Saturday, May 24, 2014

Titles are Annoying

I've been feeling a little down the past few days, finding comfort in staying silent and being left alone. There are so many factors as to why, and I hope to explore some of them in this post. It may be a bit disconnected and hard to follow, but I blog more for my own sake than for readability. It's similar to a diary, with a few secrets left out to avoid hurting others, since I love being honest.

I've never really been confident in how a look and I hate to say it, but I often compare myself quite unfairly to my younger sister, a habit that I picked up after my mom mentioned comparing herself to her sister. I rarely ever reach the standards I have in my own mind and jealousy along with self-hatred quickly run me over. I try so hard to change my thoughts and be more kind to myself, but it feels like a losing battle. If I was true to myself, how I look wouldn't ever matter, since I value far more in myself than merely my appearance. I'd much rather be kind and compassionate, it makes me feel happier anyway, or intelligent and understanding. I want to cry when I think that I've been taught to worry more about my looks than my compassion, and although I wish to blame it on society, I know it can't be just it.

I have a hard time with my insecurity regarding how young I look, or when I think of the fact that I've only ever been on a single date, even though I really don't care whether or not I have a boyfriend. I think it just bothers me because it's almost like an expectation or sign that you're normal. I'm tired of worrying what kind of aura I give, whether I appear to be insecure or snobby or mad in other peoples minds. I don't want to care if the air I give is of someone who doesn't need a date. It shouldn't be important to me, I have so much else to offer that has far more value.

I want to be happy with me. I want to hide myself away and not spend a second worrying about how my outfit looks or if my hair's too greasy. I want to spend my time devoted to learning new things, gardening, playing with animals and just enjoying life. Why must I care so much about others minds?

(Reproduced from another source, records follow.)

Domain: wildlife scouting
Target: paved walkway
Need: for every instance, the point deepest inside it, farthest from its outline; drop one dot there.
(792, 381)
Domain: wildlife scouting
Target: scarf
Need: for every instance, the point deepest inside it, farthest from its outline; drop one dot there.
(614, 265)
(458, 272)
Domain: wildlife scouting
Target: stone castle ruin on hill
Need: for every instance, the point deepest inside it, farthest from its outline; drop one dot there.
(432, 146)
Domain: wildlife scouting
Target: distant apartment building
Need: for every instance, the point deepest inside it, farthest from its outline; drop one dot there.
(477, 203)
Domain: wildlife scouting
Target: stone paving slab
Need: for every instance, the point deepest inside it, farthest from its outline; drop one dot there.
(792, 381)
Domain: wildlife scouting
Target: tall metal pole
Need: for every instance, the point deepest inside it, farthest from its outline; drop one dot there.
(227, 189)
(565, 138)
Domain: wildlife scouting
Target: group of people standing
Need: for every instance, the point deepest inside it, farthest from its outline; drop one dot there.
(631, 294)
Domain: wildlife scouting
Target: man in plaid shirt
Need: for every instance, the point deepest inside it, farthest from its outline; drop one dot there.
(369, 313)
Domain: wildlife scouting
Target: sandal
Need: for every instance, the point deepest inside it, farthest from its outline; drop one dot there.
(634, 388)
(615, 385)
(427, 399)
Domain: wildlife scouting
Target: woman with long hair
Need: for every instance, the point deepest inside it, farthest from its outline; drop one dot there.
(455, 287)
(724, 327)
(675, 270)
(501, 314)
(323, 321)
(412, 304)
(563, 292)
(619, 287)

And talking with my family has done nothing to ease it. Am I so conceited that every single conversation must be about me? Is that all I know? Am I trying to say things just for the emotional impact or do I actually believe it? I feel like such a conceited, lazy-ass who just spends her time bitching to people about society's rules.

I just want to quit life and hide. I want to be completely alone. I don't want to see or be around anyone, but rather than just whine about it I've tried look up ways that I could maintain my life without going outside. I've looked up so many online jobs, thought about selling things on Etsy and looked up prices of acreages everywhere in the province. I've read books on building houses and being off the grid. I'm trying to get there, and I'm not entirely sure what I'd do once I'm there.

Saturday, May 17, 2014

Worries About Going Off Medication

I'm still debating whether or not I should go off my anti-anxiety drugs and my birth control, but after doing some research, I'm a little terrified. My reasons for discontinuing them aren't clearly defined with causes even more hesitation. I guess I'm not convinced that it's good for me. Maybe I'm just some sort of hippie, but I'm curious as to why I need them. 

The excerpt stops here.